Kostenfalle getappt: Nicht einfach klein beigeben

Von: Florian Oertel, dpa
Letzte Aktualisierung:
Online in Kostenfalle getappt
Zweimal 96 Euro bezahlen für Gratis-Software - dassollten Internetnutzer nicht einfach hinnehmen. Foto: dpa

Berlin. Wer online in eine Kostenfalle getappt ist, sollte nicht einfach zähneknirschend bezahlen. Selbst wenn ein Nutzer meint, der Anbieter sei im Recht, weil dieser - wie in solchen Fällen üblich - irgendwo auf seiner Webseite auf die Kosten hingewiesen hat, gibt man besser nicht klein bei.

Das riet Martin Madej vom Verbraucherzentrale Bundesverband (vzbv) in Berlin am Montag in einem Gespräch mit dem dpa-Themendienst. Immer wieder landen Internetnutzer etwa auf der Suche nach Gratis-Software bei windigen Anbietern und werden entweder einmalig zur Kasse gebeten oder handeln sich ungewollt kostenpflichtige Abonnements ein.

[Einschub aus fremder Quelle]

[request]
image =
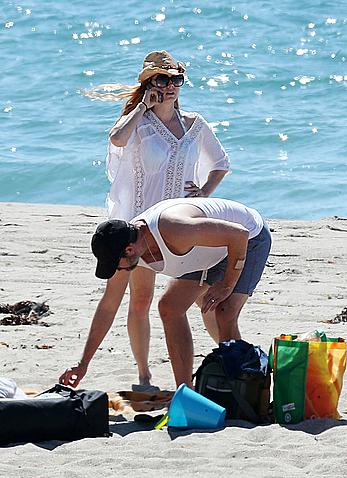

„Wir raten, einmal schriftlich per Einschreiben mit Rückschein zu widersprechen und die Sache dann auf sich beruhen zu lassen”, sagt der Jurist. Mehrere Verbraucherzentralen bieten Musterschreiben an. Allerdings brauche man in dieser Situation unter Umständen „ein dickes Fell” - weil mit einiger Wahrscheinlichkeit weitere Schreiben folgen werden.

Dahinter stecken in aller Regel auf Abmahnungen spezialisierte Anwaltskanzleien, die gern heftige Geschütze auffahren: „Da werden Drohkulissen aufgebaut - die Rede ist von Straftatbeständen wie Computerbetrug”, sagt Madej. „Oder es kommen Sprüche wie: "Auch von Arbeitslosen kann Geld gepfändet werden".”

Davon sollten sich Betroffene aber auf keinen Fall verrückt machen lassen, beruhigt der Experte vom vzbv: „Wenn man auf einer Webseite den Kostenhinweis nicht wahrnimmt - und das ist in sehr vielen dieser Fälle ja so - kommt es auch nicht zum Vertragsabschluss.” Der windige Anbieter könne dann nicht einfach das Gegenteil behaupten: Er müsse es beweisen.

Reagieren muss man erst, wenn ein gerichtlicher Mahnbescheid im Briefkasten liegt. Denn bevor der Richter diesen losschickt, überprüft er nicht, ob die Ansprüche gerechtfertigt sind, erklärt Madej. Der Empfänger sollte auf jeden Fall widersprechen. Nicht darauf zu reagieren bedeutet, einzuwilligen. „Aber so ein Mahnbescheid kostet den Anbieter Geld.” Deshalb sei es eher unwahrscheinlich, dass man ihn überhaupt zugeschickt bekommt.